The United States African Command (AFRICOM) was established October 1, 2008. The purpose of AFRICOM is to use U.S. military power to impose U.S. control of African land, resources and labor to service the needs of U.S. multi-national corporations and the wealthy in the United States.

When AFRICOM was established in the months before Barack Obama assumed office as the first Black President of the United States, a majority of African nations—led by the Pan-Africanist government of Libya—rejected AFRICOM, forcing the new command to instead work out of Europe. But with the U.S. and NATO attack on Libya that led to the destruction of that country and the murder of its leader Muammar Gaddafi in 2011, corrupt African leaders began to allow AFRICOM forces to operate in their countries and establish military-to-military relations with the United States. Today, those efforts have resulted in 46 various forms of U.S. bases as well as military-to-military relations between 53 out of the 54 African countries and the United States. U.S. Special Forces troops now operate in more than a dozen African nations.

This event will feature:

  • Maurice Carney is a co-founder and Executive Director of the Friends of the Congo.

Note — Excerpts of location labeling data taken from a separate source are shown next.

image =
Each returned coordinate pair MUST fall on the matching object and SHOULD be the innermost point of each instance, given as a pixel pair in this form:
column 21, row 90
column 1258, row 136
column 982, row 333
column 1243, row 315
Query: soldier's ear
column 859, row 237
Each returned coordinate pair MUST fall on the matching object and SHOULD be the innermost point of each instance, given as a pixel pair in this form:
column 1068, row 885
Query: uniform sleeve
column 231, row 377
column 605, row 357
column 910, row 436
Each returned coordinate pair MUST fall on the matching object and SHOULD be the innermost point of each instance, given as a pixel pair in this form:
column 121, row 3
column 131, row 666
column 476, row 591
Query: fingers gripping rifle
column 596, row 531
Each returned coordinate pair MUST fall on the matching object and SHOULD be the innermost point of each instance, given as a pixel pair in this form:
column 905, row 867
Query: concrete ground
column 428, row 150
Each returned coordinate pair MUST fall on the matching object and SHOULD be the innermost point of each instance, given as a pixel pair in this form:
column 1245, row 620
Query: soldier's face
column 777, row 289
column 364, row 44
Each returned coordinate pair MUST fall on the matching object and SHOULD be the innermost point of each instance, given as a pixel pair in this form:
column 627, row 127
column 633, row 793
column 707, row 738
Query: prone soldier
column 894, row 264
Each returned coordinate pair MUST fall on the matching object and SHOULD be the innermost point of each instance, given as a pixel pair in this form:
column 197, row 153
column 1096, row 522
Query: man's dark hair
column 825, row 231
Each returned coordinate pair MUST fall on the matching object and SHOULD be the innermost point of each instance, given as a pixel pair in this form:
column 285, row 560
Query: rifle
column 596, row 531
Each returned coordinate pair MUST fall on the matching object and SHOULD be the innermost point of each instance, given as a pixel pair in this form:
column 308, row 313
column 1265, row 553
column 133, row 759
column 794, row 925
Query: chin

He has worked with Congolese for over fifteen years in their struggle for peace, justice and human dignity.

  • Ajamu Baraka is a geopolitical analyst, organizer, writer, and human rights defender with over 48 years of movement work in the U.S. and internationally. Ajamu is on the Executive Committee of the U.S. Peace Council, the leadership body of the United National Anti-War Coalition, the steering committee of the Black Is Back Coalition and National Organizer for Black Alliance for Peace. He is an editor and contributing columnist for the Black Agenda Report and contributor to a number of news and opinion outlets. He was awarded the U.S. Peace Memorial 2019 Peace Prize and the Serena Shirm award for uncompromised integrity in journalism. In 2016, Baraka was the Green Party's Vice-Presidential candidate with Jill Stein in the 2016 presidential race.

  • Nnenna Amuchie is a diehard Black non-binary and queer Black feminist who draws their revolutionary spirit and understanding from abolition, communism and anarchism. They are a community organizer, facilitator, writer, and attorney. They believe in Black liberation where Africans globally have the resources, land and freedom to explore joy and pleasure free from violence, where reproductive justice and autonomy is actualized, without police and prisons, which would necessitate the destruction of capitalism and imperialism.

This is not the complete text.